How to Confront Situations You Should Have Dealt with Sooner

If you think it’s difficult to have a tough conversation today, waiting makes it worse.

Time makes elephants fat, complacent, and harder to confront.

Patience:

It’s not patient to tolerate poor performance. It’s neglect.  Poor performance, bad behaviors, and difficult situations continue until leaders speak up.

Be patient after you bring up issues.

The conversation you should have had:

Kind candor and courageous vulnerability chart the path forward, when you should have said something sooner.

#1. Don’t lay the law down. Delay elevates frustration. Anger fuels courage. You end up sharing a piece of your mind you can’t afford to lose.

#2. Don’t speak to the whole team when there’s one offender. One person habitually leaves early, arrives late to meetings, or misses deadlines. Have a one-on-one, even though group comments feel safer.

#3. Meet resistance with courageous vulnerability. Tom habitually misses deadlines, for example. When you bring it up, he protests. “Why didn’t you say something sooner?”

Tom is right.

Don’t defend or explain. Apologize.

“You’re right Tom. I apologize for not bringing this up sooner. Tolerating this wasn’t fair to you or the team. I’m dealing with it now. Can we fix this?” Wait for Tom to say, “Yes.”

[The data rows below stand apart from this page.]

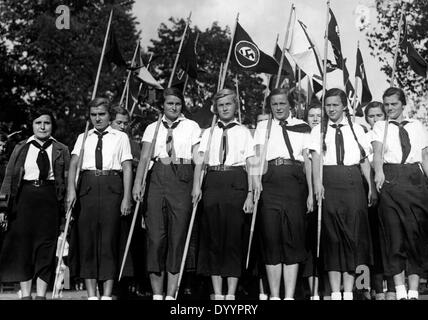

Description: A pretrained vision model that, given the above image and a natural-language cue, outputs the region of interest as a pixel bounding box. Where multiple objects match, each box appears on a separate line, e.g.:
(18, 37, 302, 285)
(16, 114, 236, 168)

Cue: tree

(367, 0, 428, 125)
(0, 0, 140, 146)
(147, 18, 266, 129)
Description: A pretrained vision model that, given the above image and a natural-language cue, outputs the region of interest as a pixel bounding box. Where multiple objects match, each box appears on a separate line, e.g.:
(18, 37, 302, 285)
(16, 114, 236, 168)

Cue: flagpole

(52, 9, 113, 300)
(217, 63, 223, 91)
(390, 4, 405, 88)
(383, 4, 405, 162)
(262, 34, 279, 115)
(235, 74, 242, 123)
(130, 52, 154, 118)
(275, 3, 295, 88)
(316, 0, 331, 259)
(220, 13, 240, 89)
(351, 41, 360, 123)
(297, 66, 303, 118)
(168, 11, 192, 88)
(119, 41, 140, 107)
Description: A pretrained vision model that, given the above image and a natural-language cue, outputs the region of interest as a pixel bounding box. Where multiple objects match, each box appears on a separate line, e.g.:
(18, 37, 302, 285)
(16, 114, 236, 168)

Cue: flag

(136, 66, 163, 90)
(343, 58, 355, 100)
(400, 19, 428, 77)
(328, 8, 343, 69)
(287, 18, 323, 81)
(269, 44, 295, 90)
(178, 31, 198, 79)
(105, 28, 127, 68)
(231, 22, 279, 74)
(355, 47, 372, 104)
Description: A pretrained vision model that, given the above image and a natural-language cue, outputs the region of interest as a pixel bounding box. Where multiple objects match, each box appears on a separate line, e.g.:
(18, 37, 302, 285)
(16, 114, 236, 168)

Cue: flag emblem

(235, 40, 260, 68)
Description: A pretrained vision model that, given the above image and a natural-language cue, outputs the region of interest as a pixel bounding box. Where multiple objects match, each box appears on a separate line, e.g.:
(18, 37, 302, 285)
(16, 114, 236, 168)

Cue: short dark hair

(304, 102, 322, 122)
(111, 105, 130, 120)
(364, 101, 386, 123)
(0, 131, 7, 143)
(28, 108, 57, 134)
(161, 87, 185, 108)
(268, 87, 289, 107)
(88, 97, 112, 120)
(382, 87, 406, 105)
(324, 88, 348, 107)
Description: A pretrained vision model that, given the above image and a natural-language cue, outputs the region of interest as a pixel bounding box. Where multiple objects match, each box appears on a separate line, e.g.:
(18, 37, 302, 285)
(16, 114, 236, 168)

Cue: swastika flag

(231, 22, 279, 74)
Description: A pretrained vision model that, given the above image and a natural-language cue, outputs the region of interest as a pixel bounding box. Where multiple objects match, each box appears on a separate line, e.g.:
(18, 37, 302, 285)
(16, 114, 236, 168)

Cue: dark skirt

(259, 164, 308, 265)
(70, 172, 123, 280)
(145, 162, 193, 274)
(378, 163, 428, 276)
(197, 169, 248, 278)
(0, 183, 60, 283)
(321, 165, 373, 273)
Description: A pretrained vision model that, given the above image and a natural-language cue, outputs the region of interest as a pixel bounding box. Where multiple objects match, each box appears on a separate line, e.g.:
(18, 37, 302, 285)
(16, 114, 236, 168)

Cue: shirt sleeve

(243, 128, 256, 160)
(198, 129, 210, 154)
(253, 121, 267, 146)
(190, 122, 202, 146)
(119, 133, 133, 163)
(141, 123, 155, 143)
(71, 133, 84, 156)
(307, 125, 321, 154)
(354, 124, 371, 157)
(416, 121, 428, 149)
(371, 120, 386, 143)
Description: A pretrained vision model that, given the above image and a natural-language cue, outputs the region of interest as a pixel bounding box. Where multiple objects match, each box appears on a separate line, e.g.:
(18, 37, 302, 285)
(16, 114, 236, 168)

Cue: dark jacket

(0, 138, 70, 213)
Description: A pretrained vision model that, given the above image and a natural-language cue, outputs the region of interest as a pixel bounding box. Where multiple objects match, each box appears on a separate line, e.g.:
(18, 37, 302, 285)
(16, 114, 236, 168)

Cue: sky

(131, 0, 391, 100)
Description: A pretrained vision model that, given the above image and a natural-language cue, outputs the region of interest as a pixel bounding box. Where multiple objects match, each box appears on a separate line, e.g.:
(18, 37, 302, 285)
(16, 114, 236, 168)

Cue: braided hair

(323, 88, 366, 162)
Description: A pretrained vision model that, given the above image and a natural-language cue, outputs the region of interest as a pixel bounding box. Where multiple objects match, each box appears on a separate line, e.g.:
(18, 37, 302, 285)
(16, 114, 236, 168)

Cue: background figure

(364, 101, 396, 300)
(67, 98, 133, 300)
(0, 109, 70, 299)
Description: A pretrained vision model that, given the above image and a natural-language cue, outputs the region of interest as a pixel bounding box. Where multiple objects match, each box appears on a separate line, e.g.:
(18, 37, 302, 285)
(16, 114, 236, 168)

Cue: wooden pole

(383, 4, 405, 162)
(235, 74, 242, 123)
(316, 0, 331, 259)
(275, 3, 295, 88)
(168, 12, 192, 88)
(220, 13, 240, 89)
(217, 63, 223, 91)
(119, 42, 140, 107)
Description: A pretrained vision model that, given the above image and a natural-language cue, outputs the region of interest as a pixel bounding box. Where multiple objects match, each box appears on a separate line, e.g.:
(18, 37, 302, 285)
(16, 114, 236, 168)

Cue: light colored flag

(136, 66, 163, 90)
(286, 9, 323, 81)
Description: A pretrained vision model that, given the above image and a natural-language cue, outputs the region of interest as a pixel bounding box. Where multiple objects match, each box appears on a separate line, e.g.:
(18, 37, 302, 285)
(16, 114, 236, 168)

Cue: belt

(82, 170, 120, 176)
(268, 158, 302, 166)
(207, 165, 245, 172)
(23, 179, 55, 187)
(155, 157, 192, 165)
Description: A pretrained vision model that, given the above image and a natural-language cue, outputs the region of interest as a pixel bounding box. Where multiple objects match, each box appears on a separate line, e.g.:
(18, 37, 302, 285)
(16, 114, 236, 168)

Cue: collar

(328, 117, 348, 127)
(389, 117, 414, 124)
(89, 126, 115, 136)
(273, 114, 295, 124)
(217, 119, 240, 127)
(26, 135, 57, 144)
(162, 114, 186, 124)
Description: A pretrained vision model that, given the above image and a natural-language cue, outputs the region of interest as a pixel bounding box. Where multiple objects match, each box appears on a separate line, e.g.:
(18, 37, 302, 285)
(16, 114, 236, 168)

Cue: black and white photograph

(0, 0, 427, 312)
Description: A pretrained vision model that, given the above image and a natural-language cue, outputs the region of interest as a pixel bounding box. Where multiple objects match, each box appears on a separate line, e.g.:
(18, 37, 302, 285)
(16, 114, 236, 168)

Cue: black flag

(328, 8, 343, 69)
(355, 47, 372, 104)
(231, 22, 279, 74)
(269, 44, 294, 90)
(105, 28, 127, 68)
(400, 19, 428, 77)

Resistance turns to participation with “Yes”.

4 Tips:

  1. Build positive relationships. Have lots of positive conversations.
  2. Bring up issues when issues are small. “I notice you missed your last deadline.”
    • What are you learning?
    • What will you do next time?
    • How can I help?
  3. Take excuses seriously. When Tom says, “I’m terrible with time management,” ask, “What would you like to do about that?”
  4. Develop a plan to solve issues. Don’t simply declare that you expect things to change.

Patience with poor performance eventually becomes permission to perform poorly. Approval becomes abuse.

How might leaders have the tough conversation they’ve been putting off?